LinkedIn Blocked in China After ‘Jasmine’ Protest Postings

LinkedIn Blocked in Parts of China; Investigation Under way
LinkedIn Corp. said its service was being blocked in parts of China and that it was looking into the matter. Photographer: Jin Lee/Bloomberg

LinkedIn Corp., operator of the largest networking site for professionals, became inaccessible in China after a user posted comments that Tunisia’s Jasmine Revolution should spread to the Asian country.

The blockage of the service “appears to be part of a broader effort in China going on right now, involving other sites as well,” Hani Durzy, a spokesman for Mountain View, California-based LinkedIn, said in an e-mail. The company will continue to monitor the situation, he wrote.

Since 2009, the world’s largest Internet market by users has shut out sites such as those operated by Facebook Inc. and Twitter Inc. that don’t comply with Chinese rules to self censor information on politically sensitive subjects. A LinkedIn user identified as “Jasmine Z” last week set up a discussion group to post opinions on whether the revolutions that brought down the leaders of Tunisia and Egypt should be brought to China.

“Often, this is done as a sort of a warning signal -- sort of a shot across the bow,” said Doug Tygar, professor of computer science at the University of California at Berkeley. “A portion of that is symbolic.”

The problems accessing the site are “likely” connected to the creation of the LinkedIn group, Tygar said. Chinese citizens can use Internet services to work around blocked sites, he said.

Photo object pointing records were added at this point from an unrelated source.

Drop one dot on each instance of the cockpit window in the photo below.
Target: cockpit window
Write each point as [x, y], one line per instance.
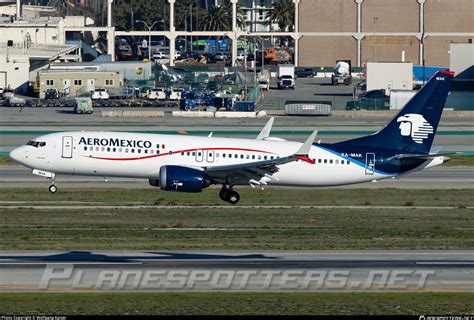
[36, 144]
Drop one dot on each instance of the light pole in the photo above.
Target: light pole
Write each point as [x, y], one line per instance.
[191, 24]
[375, 31]
[149, 34]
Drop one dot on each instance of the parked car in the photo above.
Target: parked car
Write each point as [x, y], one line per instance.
[241, 55]
[305, 73]
[157, 94]
[191, 55]
[210, 57]
[160, 54]
[370, 100]
[100, 94]
[203, 78]
[220, 56]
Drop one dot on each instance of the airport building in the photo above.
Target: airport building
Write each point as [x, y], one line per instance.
[78, 83]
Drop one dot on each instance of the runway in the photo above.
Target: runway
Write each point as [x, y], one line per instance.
[237, 270]
[434, 178]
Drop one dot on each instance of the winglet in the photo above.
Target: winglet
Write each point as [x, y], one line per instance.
[304, 149]
[265, 133]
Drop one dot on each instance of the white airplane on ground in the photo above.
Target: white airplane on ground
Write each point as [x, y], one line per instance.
[190, 163]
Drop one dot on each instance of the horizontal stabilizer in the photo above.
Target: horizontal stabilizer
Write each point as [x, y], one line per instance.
[306, 147]
[422, 156]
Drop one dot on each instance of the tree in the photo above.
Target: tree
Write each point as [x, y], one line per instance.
[282, 13]
[148, 11]
[219, 18]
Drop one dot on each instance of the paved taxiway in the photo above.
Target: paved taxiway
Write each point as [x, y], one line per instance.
[434, 178]
[237, 270]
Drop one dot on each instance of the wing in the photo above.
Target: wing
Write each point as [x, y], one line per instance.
[253, 172]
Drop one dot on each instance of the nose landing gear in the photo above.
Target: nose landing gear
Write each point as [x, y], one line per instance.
[229, 195]
[53, 188]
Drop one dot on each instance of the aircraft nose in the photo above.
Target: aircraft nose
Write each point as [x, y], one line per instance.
[17, 154]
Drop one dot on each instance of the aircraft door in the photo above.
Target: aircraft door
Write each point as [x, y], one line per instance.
[67, 147]
[210, 155]
[369, 163]
[199, 155]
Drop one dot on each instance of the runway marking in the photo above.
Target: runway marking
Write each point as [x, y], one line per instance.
[443, 263]
[93, 206]
[71, 262]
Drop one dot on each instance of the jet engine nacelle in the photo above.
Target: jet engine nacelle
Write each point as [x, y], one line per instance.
[178, 178]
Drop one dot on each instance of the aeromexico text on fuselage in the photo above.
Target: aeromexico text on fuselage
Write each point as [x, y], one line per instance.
[115, 142]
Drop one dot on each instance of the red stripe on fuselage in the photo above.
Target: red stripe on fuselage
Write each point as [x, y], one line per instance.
[180, 151]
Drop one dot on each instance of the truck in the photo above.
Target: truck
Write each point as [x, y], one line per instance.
[83, 105]
[389, 76]
[286, 76]
[342, 73]
[264, 80]
[100, 94]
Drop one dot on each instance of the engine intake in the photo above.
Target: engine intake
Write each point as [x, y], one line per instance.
[178, 178]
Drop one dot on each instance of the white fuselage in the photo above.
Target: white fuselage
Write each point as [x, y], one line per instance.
[139, 155]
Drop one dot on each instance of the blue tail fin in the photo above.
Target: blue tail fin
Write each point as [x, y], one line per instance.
[412, 130]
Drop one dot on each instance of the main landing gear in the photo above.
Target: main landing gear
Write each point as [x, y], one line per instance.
[229, 195]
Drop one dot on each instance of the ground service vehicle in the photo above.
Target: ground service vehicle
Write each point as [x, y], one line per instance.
[286, 76]
[100, 94]
[342, 73]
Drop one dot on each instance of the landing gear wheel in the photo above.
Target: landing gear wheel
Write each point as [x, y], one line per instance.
[53, 188]
[233, 197]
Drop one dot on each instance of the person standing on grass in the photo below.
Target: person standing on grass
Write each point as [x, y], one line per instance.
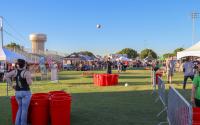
[109, 66]
[188, 69]
[118, 66]
[22, 90]
[170, 65]
[195, 96]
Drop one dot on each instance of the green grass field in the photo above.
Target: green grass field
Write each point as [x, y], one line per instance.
[94, 105]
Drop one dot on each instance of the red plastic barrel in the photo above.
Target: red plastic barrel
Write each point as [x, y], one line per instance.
[60, 108]
[56, 92]
[158, 75]
[109, 80]
[14, 108]
[116, 76]
[95, 78]
[39, 113]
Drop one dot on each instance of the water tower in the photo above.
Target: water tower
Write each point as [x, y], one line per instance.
[38, 41]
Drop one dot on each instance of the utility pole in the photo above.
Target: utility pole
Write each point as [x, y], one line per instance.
[195, 15]
[1, 30]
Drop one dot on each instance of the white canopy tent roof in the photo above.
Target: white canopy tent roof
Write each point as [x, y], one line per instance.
[7, 55]
[122, 58]
[192, 51]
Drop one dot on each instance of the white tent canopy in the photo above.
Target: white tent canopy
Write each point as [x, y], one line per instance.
[122, 58]
[9, 56]
[192, 51]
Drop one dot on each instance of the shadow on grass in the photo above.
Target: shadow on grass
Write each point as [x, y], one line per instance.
[104, 108]
[67, 78]
[134, 77]
[133, 83]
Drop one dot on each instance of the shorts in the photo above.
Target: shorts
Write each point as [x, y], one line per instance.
[170, 72]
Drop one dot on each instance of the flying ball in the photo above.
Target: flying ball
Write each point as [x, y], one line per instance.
[98, 26]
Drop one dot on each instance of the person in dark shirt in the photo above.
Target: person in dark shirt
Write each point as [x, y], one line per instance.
[109, 66]
[22, 90]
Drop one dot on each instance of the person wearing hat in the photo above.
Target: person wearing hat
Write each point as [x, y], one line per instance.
[22, 90]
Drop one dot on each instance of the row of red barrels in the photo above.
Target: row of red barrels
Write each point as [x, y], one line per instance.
[46, 108]
[105, 79]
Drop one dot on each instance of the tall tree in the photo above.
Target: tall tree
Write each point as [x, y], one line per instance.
[148, 52]
[167, 55]
[131, 53]
[87, 53]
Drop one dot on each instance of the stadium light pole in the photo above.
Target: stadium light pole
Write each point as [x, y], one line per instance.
[195, 15]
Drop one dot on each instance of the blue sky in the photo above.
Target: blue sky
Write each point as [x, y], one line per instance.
[161, 25]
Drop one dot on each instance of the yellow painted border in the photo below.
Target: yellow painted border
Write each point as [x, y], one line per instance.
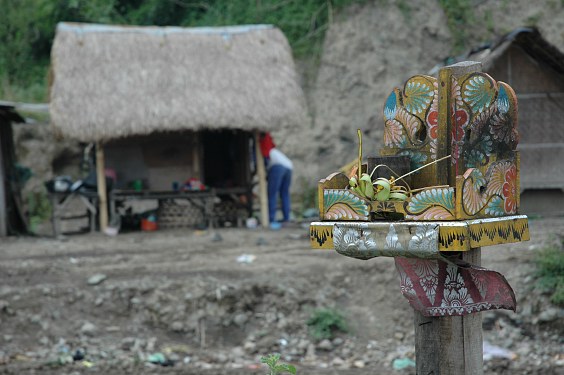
[453, 236]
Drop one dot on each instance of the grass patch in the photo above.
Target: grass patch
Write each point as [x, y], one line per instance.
[550, 272]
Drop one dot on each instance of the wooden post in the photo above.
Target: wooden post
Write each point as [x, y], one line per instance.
[450, 345]
[101, 183]
[263, 195]
[3, 210]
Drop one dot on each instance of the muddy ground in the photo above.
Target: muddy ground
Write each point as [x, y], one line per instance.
[189, 295]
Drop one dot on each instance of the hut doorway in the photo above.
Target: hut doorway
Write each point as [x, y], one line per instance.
[226, 159]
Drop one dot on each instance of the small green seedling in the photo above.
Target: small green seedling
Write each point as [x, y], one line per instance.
[277, 368]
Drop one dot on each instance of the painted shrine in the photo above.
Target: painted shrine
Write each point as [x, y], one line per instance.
[446, 180]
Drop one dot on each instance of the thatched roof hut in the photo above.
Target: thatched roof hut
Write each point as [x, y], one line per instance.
[152, 96]
[116, 81]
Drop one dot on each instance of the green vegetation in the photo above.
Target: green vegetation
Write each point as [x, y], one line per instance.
[325, 323]
[460, 16]
[29, 27]
[550, 270]
[277, 368]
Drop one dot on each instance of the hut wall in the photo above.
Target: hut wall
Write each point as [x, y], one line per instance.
[158, 160]
[226, 158]
[540, 91]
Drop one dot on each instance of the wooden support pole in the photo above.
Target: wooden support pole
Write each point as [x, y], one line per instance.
[263, 195]
[450, 345]
[101, 183]
[3, 200]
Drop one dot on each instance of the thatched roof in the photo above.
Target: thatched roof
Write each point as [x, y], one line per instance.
[116, 81]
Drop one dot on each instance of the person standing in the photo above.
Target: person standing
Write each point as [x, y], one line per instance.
[279, 176]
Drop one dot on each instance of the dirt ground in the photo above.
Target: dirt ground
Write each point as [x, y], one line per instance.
[214, 301]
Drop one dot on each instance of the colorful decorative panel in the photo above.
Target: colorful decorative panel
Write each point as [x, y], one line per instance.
[411, 124]
[459, 235]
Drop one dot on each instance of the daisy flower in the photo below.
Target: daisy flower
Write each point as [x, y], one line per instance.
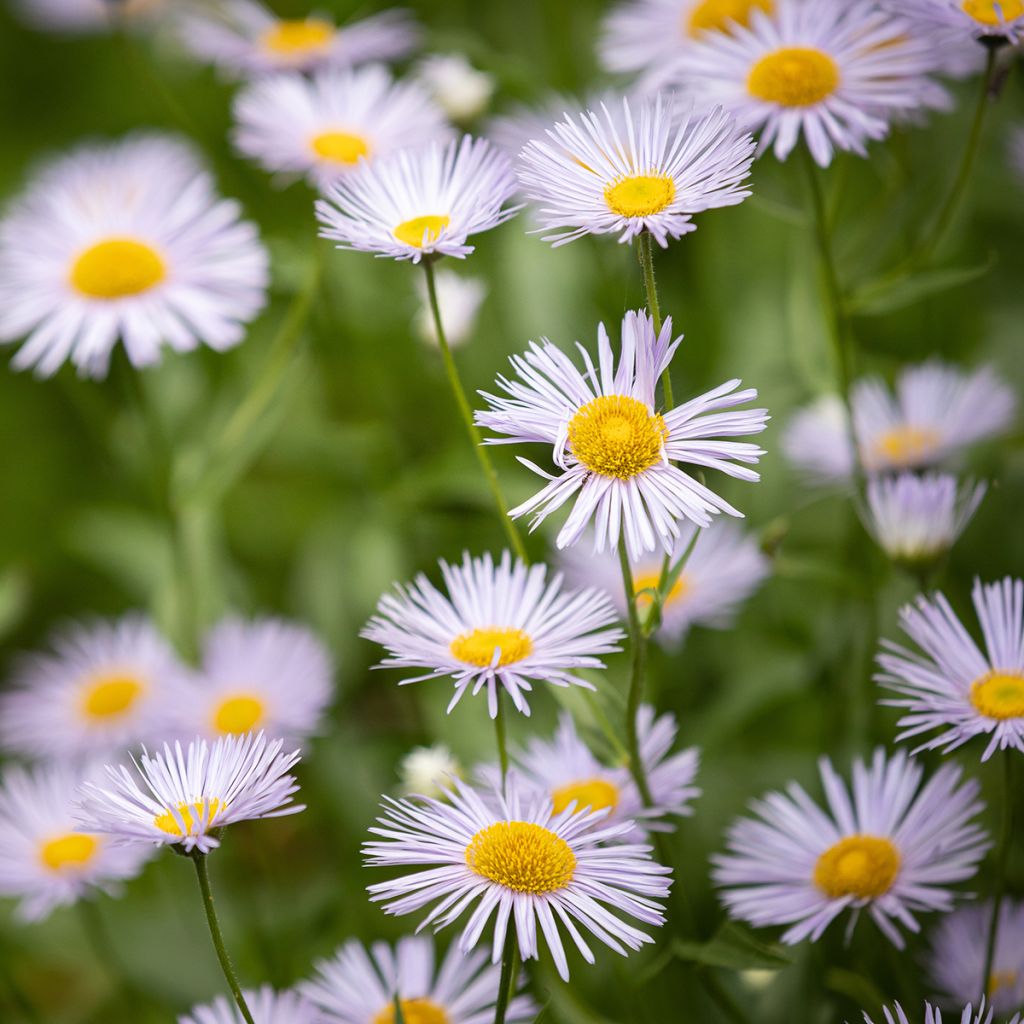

Li Wufeng, chief of the State Council Information Office Internet Affairs Bureau, didn’t immediately return calls today.

On Feb. 23, Jasmine Z set up the “Jasmine Voice” discussion group to post opinions on the pro-democracy protests currently spreading through the Middle East.

‘Democracy, Freedom, Justice’

“After years of independent thinking, I am becoming a critical dissent dying for democracy, freedom and justice in my homeland,” Jasmine Z wrote in the first of three posts.

A second post said China’s Communist Party members fail to “realize the crisis of the autocratic one-party system” and a third post referred to the party as “a power and elite club.”

Earlier this month, Secretary of State Hillary Clinton vowed the U.S. will step up support for global Internet freedom, as citizens using social networking sites run by Facebook and Twitter organize demonstrations spreading across the Mideast and North Africa.

The U.S. will help “people in oppressive Internet environments get around filters, stay one step ahead of the censors, the hackers, and the thugs who beat them up or imprison them for what they say online,” she said in a speech in Washington.

U.S. Ambassador to China Jon Huntsman Jr. was filmed at a protest in Beijing last week. The U.S. Embassy in a statement said that Huntsman and his family were “passing through” the shopping district and his presence was “purely coincidental.”

After a video of Huntsman at the event began to circulate on the Internet, Huntsman’s Chinese name is no longer searchable on micro blogs like A search on Sina’s micro blog produces a Chinese message which translates as “According to relevant laws, regulations and policies, the search results have not been shown.”